Raptors that prey on the Brown Rats or the House Mouse can fall victim to secondary poisoning. Due to the depleted small mammal community in Ireland these small mammals regularly occur in the diets of raptors in Ireland. Barn Owls within the Bank Vole and Greater White-toothed Shrew range may experience lower levels of secondary poisoning, a similar situation may be experienced by Kestrels and Long-eared Owls. 


Kestrel (Clive Timmons)

As small mammal specialists the Barn Owl, the Kestrel and the Long-eared Owl can act as biodeterminators, in establishing the wider significance of a small mammal introduction and secondary poisoning from rodenticides on Ireland’s ecosystems. By studying ecologically damaging agents in the environment 'with' raptors, efforts can be made to prevent, minimize and mitigate their effects in the future.


Wednesday 8 August 2012


Raptor Facts and Figures


The breeding season is starting to slow down and show the first signs of it coming to an inevitable close. Kestrel fieldwork has been completed for the year, with close to 35% of monitored nests having failed or experienced predation. This is quite a bad success rate for Kestrels, who normally perform a lot better. No doubt the abysmal weather we have all suffered through will have played a central role in this. Barn Owls are known nationally to be the rarest of our three study species and are Red-listed in Ireland. In West Offaly this scarcity is replicated. There are roughly twice the number of Kestrels as Barn Owls and three times more Long-eared Owls.  

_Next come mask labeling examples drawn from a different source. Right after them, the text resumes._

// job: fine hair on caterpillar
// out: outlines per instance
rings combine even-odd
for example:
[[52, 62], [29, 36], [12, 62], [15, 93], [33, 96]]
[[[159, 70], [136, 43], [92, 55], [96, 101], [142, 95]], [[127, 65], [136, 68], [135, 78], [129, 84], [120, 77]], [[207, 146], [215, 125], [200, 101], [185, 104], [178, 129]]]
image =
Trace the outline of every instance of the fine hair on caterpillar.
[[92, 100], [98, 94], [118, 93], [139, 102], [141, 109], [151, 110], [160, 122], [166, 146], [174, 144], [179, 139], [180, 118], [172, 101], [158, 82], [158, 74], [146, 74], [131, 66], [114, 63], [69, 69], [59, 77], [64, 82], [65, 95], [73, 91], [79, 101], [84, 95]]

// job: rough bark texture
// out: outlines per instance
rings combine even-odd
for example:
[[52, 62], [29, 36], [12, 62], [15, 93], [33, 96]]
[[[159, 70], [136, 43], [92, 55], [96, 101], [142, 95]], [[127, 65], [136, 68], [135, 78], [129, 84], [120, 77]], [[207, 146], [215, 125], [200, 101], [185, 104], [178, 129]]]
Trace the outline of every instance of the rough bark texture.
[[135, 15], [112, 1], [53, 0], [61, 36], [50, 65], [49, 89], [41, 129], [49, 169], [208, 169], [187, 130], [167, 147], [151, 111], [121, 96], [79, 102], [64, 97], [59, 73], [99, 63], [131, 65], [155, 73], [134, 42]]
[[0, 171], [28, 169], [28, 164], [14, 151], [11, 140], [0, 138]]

Barn Owl siblings - pictured by Padraig Cregg

The situation with Long-eared Owls in the country is less clear owing to less work carried out on the species nationally. In my home patch, of West Offaly, many of the traditional nest sites haven’t shown signs of breeding, ie calling chicks, however the overall numbers of breeding Long-eared Owl sites which we now know about has increased. This however is probable down to the increased efforts put into their monitoring this season. Mid August will see the completion of my final acoustic survey for calling Long-eared Owl chicks. On this date, a more comprehensive picture will emerge, but even at this point I can say that Long-eared Owls are the most common raptor species within my intensive study area in West Offaly.

Long-eared Owl - pictured by John Lusby


And on a completely unrelated note.....

Rowan trees grow the length of my garden, a linear orchard of seasonal berries for the avian community. But I had a thought, could predators and in this case a Sparrowhawk learn to associate an obvious prey food source like this with prey? Although hawks are numbered among the more intelligent of birds, this is possibly too great a mental leap. What I do know is my local Sparrowhawk is enjoying the frugivore birds in my garden. Bullfinches, Blackbirds and Starlings seem to be the favourites. A new selling point for the humble Rowan tree, ‘buy a Rowan attract a Sparrowhawk’....I’m sold.

Wednesday 1 August 2012


Barn Owl Nest Watch 2012

John Lusby, Raptor Conservation Officer with BirdWatch Ireland, has partnered up of late with the Mooney Show on RTE Radio One. A camera has been placed (under license) in a Barn Owl nest box in Kerry. The webcam, which you can view by clicking on the link below, gives an intimate view of the breeding behaviour of Barn Owls.

The nest box was put in place in 2009, after a previous nest site in the roof of the building was destroyed, and the Barn Owls have nested there ever since.